Pesquisas feitas em outros países com a metodologia e o alcance da adotada pela USP são raras. Mas há levantamentos que confirmam a preocupação crescente com o burnout. De acordo com a Organização Pan-Americana da Saúde (Opas), estudos realizados nos últimos dez anos indicam que 26,7% dos profissionais argentinos relatam estresse mental relacionado ao excesso de trabalho e 27,9% dos trabalhadores chilenos afirmam haver casos de estresse e depressão em suas empresas. “De maneira geral, mudou muito a noção que temos de tempo. Tudo tem de ser mais imediato, para daqui a pouco, e não é só no Brasil”, disse Bernard Miodownik, coordenador de Psiquiatria do Hospital São Vicente de Paulo, no Rio de Janeiro. Em outubro, no México, entrou em vigor uma lei criada para defender funcionários e dividir com os empregadores a responsabilidade de cuidar de sua saúde mental. A chamada Norma Oficial Mexicana obriga todas as empresas a atender “qualquer situação negativa relacionada aos empregados”, de desordens de sono a ansiedade ou alto estresse, para reduzir seu impacto e, na medida do possível, “erradicá­la ou evitá-la”. Na França, uma lei em vigor desde 2017 estabeleceu o “direito de se desconectar” e proíbe as empresas de mandar e­ mails ou mensagens de celular para funcionários fora do horário de trabalho.
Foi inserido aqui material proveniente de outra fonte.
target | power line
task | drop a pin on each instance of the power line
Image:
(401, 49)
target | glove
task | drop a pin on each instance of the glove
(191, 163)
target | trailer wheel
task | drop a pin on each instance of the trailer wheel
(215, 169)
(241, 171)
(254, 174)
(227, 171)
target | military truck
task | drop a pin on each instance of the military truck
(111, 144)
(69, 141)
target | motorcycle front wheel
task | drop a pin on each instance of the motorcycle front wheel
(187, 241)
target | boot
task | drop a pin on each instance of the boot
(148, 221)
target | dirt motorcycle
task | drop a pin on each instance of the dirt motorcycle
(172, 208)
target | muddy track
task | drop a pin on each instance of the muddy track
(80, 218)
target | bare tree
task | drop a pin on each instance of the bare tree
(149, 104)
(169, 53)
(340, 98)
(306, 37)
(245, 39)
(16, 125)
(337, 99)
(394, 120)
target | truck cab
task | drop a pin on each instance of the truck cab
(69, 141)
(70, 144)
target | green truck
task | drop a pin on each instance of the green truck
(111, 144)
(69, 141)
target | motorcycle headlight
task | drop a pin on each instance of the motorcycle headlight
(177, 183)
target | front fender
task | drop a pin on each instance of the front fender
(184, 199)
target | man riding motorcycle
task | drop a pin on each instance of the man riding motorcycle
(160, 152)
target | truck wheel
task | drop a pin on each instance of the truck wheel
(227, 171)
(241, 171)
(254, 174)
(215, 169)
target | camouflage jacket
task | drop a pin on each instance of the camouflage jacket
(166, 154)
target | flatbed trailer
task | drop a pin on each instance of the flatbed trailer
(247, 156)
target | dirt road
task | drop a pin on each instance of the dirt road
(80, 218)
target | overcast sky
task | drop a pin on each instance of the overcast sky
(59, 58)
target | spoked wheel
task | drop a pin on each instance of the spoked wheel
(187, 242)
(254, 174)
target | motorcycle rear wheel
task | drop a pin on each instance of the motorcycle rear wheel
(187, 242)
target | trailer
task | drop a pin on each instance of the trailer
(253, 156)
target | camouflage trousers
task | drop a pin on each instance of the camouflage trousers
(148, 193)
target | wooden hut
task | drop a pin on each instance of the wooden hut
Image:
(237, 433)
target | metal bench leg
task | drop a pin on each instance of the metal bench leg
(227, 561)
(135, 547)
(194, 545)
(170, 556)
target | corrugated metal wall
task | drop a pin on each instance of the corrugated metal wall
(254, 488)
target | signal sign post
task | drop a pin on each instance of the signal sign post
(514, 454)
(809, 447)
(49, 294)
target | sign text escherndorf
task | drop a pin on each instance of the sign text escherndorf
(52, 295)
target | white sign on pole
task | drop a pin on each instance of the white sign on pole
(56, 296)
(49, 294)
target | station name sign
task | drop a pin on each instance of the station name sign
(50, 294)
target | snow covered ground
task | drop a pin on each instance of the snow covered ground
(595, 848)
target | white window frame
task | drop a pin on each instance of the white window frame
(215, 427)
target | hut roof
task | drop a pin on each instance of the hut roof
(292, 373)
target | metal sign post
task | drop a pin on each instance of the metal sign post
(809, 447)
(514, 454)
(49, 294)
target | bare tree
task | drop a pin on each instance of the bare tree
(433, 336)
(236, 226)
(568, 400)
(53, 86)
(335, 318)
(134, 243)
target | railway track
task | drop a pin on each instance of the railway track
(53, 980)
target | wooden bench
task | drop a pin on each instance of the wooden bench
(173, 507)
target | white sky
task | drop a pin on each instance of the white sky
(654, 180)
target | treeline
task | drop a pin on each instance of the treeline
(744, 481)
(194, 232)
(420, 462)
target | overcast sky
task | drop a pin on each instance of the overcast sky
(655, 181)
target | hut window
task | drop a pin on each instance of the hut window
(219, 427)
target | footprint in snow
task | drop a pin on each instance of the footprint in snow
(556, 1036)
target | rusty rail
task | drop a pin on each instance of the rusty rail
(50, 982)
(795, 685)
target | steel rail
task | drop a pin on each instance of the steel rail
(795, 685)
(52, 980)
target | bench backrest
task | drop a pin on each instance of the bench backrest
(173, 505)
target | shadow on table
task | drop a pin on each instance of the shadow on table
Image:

Autor de Dying for a paycheck (Morrendo por um salário), o pesquisador americano Jeffrey Pfeffer, professor na Universidade Stanford, na Califórnia, é direto ao sugerir o que fazer quando o trabalho se torna prejudicial à saúde. “Em locais de trabalho tóxico, as pessoas devem fazer o mesmo que fariam se estivessem em um lugar cheio de fumaça ou pegando fogo: sair. Não há outra alternativa razoável, pois as consequências para a saúde são mortais”, afirmou. Há, claro, o pequeno detalhe das contas a pagar, que não param de chegar, independentemente das agruras da vida profissional. Mas Pfeffer alerta que, se no passado as condições de alto estresse no trabalho levavam ao abuso das bebidas e das drogas, isso só piorou. Hoje, não raro esses hábitos deletérios são acompanhados de pensamentos suicidas. A pessoa pensa em se matar, mas não em sair do trabalho. Pensa em deixar a vida, mas não em deixar o chefe. Uma hora, a conta chega.